Ekonominin de insan hayatı gibi doğal bir hayatı olduğunu ve buna bağlı olarak inişli ve çıkışlı olmasının normal olduğunu söyleyen Alpay, “Yani sürekli bir sirkülasyon hali söz konusu. Her 8-10 yıllık dönemde bir dibe vurma, bir de en yükseğe çıkma durumu yaşanıyor. Şimdi geçmişe dönüp baktığımız zaman, 2001 yılında bir kriz ve ardından 2008 yılında bir kriz yaşadık. 2015 yılında da yine bir daralma oldu. Ama bu krizlerin 2001’den farkı, ekonomik sıkıntıların sadece bizim özelimizde değil, bölgemizde, Avrupa ülkelerinde, Ortadoğu ülkelerinde ve hatta dünya genelinde yaşanıyor olması” dedi. Sadece dünyada yaşanan krizlere bağlayarak çözümleme yapmanın da doğru olmayacağını dile getiren Kuveyt Türk Konya Bölge Müdürü Kadir Alpay, “1990’lı yılların sonunda büyük talepler vardı. 2000’li yılların başında biriken talepler arza dönmeye başladı. Bu dönemde yurtiçi piyasasındaki taleplere arz sunulurken, diğer ülkelerle olan ilişkilerimizin iyi olması da ekonomiyi canlı hale getirdi. İnşaat başta olmak üzere pek çok alanda yapılan yatırımların yansıması piyasayı olumlu etkilemişti. Tabi o dönemlerde Türkiye’nin ekonomisi daha küçüktü. 800 milyar dolarlık bir ekonomik büyüklüğe ulaştık şimdilerde. Önceden bozulan ekonomiyi düzeltmek için daha küçük kaynaklar yeterken; şimdi daha büyük kaynaklarla bunu sağlamaya çalışıyoruz. Bu anlamda ya bunu insanların parasıyla içeriden borçlanarak finanse etmeniz gerekiyor, ya da yurtdışından borç edinerek finanse etmeniz gerekiyor. Yurtdışında içinde bulunduğumuz dönemde borç verecek olanı bulmak zor olduğu gibi, maliyetlerin yüksekliği de dışarıdan borçlanma kapılarını kapatıyor. Yurtiçinde de bu sorunları hızlıca aşabileceğimiz bir kaynağımız olmadığından darboğaza otomatikman girmiş oluyoruz” diye konuştu.
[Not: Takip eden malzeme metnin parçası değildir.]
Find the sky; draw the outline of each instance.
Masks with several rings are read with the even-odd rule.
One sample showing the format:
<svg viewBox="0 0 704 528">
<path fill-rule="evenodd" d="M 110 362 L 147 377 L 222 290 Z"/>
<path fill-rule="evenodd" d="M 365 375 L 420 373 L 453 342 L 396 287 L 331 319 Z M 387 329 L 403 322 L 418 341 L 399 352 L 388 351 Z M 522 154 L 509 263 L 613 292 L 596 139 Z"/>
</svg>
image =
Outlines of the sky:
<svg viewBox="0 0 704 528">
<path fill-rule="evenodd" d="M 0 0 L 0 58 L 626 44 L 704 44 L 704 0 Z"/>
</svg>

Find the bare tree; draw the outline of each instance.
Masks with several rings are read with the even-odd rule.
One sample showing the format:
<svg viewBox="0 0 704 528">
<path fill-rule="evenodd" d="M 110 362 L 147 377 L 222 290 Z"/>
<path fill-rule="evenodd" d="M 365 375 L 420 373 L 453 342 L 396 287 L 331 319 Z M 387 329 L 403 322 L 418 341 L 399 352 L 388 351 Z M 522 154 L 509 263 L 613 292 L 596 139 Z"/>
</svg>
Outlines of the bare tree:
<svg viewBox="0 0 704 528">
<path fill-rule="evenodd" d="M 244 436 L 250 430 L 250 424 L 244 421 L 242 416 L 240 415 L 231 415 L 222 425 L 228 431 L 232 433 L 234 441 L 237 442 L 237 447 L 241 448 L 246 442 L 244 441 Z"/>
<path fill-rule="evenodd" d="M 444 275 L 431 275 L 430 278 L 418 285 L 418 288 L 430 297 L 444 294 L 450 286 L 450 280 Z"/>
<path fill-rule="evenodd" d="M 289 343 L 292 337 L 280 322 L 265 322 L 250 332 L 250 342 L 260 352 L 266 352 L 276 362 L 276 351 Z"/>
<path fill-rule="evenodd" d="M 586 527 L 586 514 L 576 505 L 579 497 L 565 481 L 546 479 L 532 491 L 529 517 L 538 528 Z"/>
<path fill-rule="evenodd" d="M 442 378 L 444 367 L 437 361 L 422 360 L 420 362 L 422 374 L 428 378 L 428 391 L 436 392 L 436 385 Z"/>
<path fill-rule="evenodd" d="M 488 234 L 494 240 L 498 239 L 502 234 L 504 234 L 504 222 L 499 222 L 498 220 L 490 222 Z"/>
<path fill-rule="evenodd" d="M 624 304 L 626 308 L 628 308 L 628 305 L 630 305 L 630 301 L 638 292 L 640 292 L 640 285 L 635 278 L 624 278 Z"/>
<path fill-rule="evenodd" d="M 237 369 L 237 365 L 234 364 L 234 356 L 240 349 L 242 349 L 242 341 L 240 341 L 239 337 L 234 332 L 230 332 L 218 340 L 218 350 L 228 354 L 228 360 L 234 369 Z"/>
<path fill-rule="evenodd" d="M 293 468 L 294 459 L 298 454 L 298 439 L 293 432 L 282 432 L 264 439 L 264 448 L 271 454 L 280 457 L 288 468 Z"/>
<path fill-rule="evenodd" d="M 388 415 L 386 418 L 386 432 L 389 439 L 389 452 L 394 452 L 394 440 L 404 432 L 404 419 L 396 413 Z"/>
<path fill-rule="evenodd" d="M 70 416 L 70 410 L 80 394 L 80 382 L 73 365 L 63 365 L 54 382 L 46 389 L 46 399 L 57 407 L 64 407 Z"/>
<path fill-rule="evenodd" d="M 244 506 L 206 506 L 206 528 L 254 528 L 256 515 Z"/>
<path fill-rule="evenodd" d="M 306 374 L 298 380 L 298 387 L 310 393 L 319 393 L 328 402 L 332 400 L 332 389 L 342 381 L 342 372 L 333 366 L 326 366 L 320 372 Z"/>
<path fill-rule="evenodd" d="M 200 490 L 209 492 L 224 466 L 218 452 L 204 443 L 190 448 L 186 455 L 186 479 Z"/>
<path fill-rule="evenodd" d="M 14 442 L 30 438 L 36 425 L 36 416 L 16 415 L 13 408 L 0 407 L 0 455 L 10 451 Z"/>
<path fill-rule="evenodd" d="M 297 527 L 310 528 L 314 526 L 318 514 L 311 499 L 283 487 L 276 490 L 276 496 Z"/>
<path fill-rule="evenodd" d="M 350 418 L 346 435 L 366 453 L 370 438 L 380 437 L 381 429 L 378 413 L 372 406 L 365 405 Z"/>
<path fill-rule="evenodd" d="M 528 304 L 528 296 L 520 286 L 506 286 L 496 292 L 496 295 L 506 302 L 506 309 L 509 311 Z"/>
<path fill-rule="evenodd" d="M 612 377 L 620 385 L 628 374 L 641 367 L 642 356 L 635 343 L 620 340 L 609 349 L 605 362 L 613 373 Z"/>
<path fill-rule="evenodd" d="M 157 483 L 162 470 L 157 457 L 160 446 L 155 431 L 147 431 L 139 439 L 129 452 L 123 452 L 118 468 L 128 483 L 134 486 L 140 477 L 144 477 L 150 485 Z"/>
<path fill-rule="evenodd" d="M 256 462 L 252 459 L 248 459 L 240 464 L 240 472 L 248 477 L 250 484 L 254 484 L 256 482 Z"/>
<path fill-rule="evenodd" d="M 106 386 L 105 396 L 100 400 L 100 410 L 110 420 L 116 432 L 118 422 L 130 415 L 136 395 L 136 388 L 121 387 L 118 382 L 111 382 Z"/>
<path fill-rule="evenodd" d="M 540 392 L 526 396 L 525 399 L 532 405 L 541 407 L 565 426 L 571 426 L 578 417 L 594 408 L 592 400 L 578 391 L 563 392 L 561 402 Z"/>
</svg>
‘SUNULAN OLUMLU TABLOYU SOMUTLAŞTIRMAK GEREKİYOR’

Ekonominin geleceğine ilişkin de değerlendirmelerde bulunan Kuveyt Türk Konya Bölge Müdürü Kadir Alpay, devletin başlattığı tasarruf ve biriktirme politikalarının kısa vadede olmasa da krizleri aşmaya ciddi katkı sağlayacağını belirtti. Türkiye ekonomisinin en büyük sorununun kaynak olduğuna vurgu yapan Alpay, “İnsanımızı ne kadar biriktirmeye ve tasarruf etmeye teşvik edersek, yatırımlarımızı da o anlamda daha rahat yaparız. Tabi Türkiye, bir anda hızlı büyüdü açıkçası. Bu hızlı büyümeyi finanse edecek kaynağı olmadığı için darboğaza girildi. Tabi ki toparlanma süreci olacak. Kolay olmuyor tabi ama hiçbir zaman da dipte kalınmıyor. Ama şunu da ifade etmeliyim ki benim öngörüm, 2020 yılının 2019’a göre piyasalar ve ekonomi adına daha zor geçeceği yönünde. Çünkü içerideki talebi, insanların beklentilerini aşmanız gerekiyor. Önümüzde güzel günler var diyerek beklentileri aşmış olmuyorsunuz, somutlaştırmak gerekiyor. Genelde siyasi olaylar ve işin ihracat tarafını ve savaş ortamını da düşündüğümüz zaman kolay olmayacağını düşünüyorum” dedi.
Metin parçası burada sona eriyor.